When excluding the divested Vascular business, Boston Scientific posted operational revenue of $1.77 billion, which grew 4% year over year. While that was good enough to meet management's guidance range ($1.75 billion - $1.8 billion), revenue still fell short of Street estimates by roughly $30 million.

In fairness, CEO Mike Mahoney has advanced the company past some lingering problems. Despite the lackluster sales growth, the company showed encouraging direction towards a more stabilized operation. That every segment (except Cardiac Rhythm Management) showed growth was one such example, particularly in its Interventional Cardiology business, the company's largest division, which reported low single-digit growth. Note, that division posted a loss in the prior quarter.

The company is also doing well in areas like Neuromodulation. And when you factor the mid single-digit growth in areas like Endoscopy, Peripheral Interventions and Urology, it's hard to find anything not to like with this company. The problem, however, is that Boston Scientific has been unable to show enough differentiation within the sector. Nor has the company shown it can steal market share away from Covidien (NYSE:COV) in strong areas like drug-coated stents.

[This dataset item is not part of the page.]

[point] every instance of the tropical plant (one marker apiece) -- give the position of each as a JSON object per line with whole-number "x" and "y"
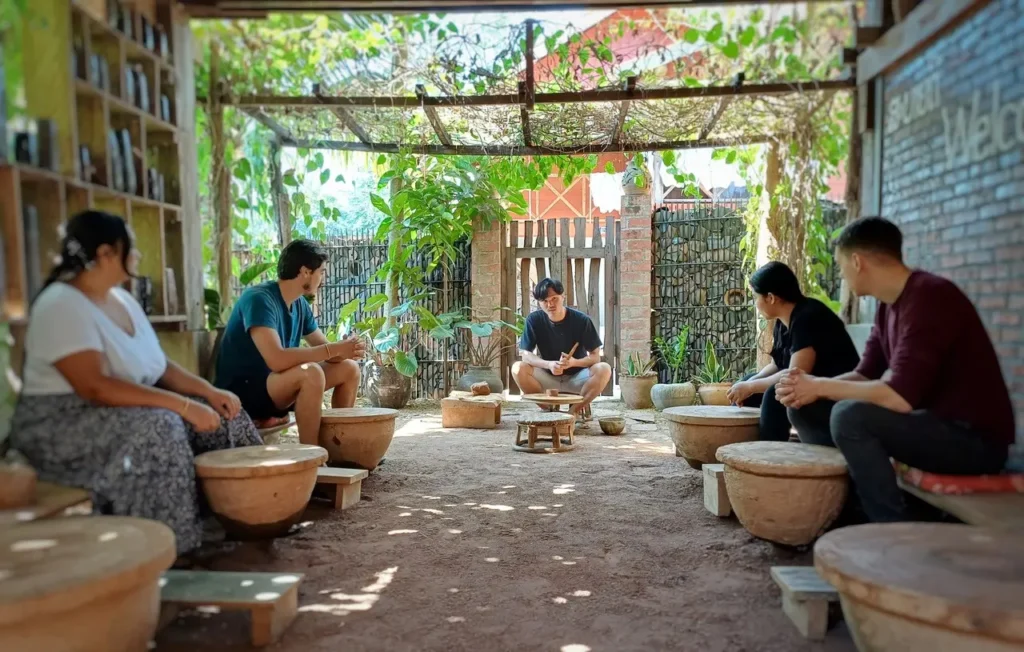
{"x": 713, "y": 371}
{"x": 637, "y": 365}
{"x": 674, "y": 353}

Although Boston Scientific's devices business has done well against both St. Jude Medical (NYSE:STJ) and Johnson & Johnson (NYSE:JNJ), investors have always placed bets that the company can grow in stents, especially when Johnson & Johnson decided it was no longer interested in pursuing the market. This left Boston Scientific with a wide open opportunity, on which it couldn't capitalize.

That said, I was nonetheless impressed with the 250 basis-point improvement in gross margins, which reached 69.73%. This was helped (in part) by 30% year-over-year decline in overall expenses. Note, in the third quarter, management had promised to cut its workforce by as much as 6%. So the expense reduction is not a surprise.

What is a surprise, however, was the lower expenses in research and development, which brings into question whether Boston Scientific can/will invest in resources to grow where it needs to. Given the highly competitive nature of this market, including the resources Johnson & Johnson is using to build growth, Boston Scientific might be on the outside looking in.

Management said it expects revenue to grow in the 3% to 5%. But that's not enough to make this stock a compelling buy today - not when there are better alternatives out there like Johnson & Johnson and Covidien.

With Boston Scientific stock trading $12.68, I don't see much upside from here beyond $13. Although the company can still turn things around, management needs to first develop a comprehensive growth strategy beyond cost-reduction to get me to buy this stock.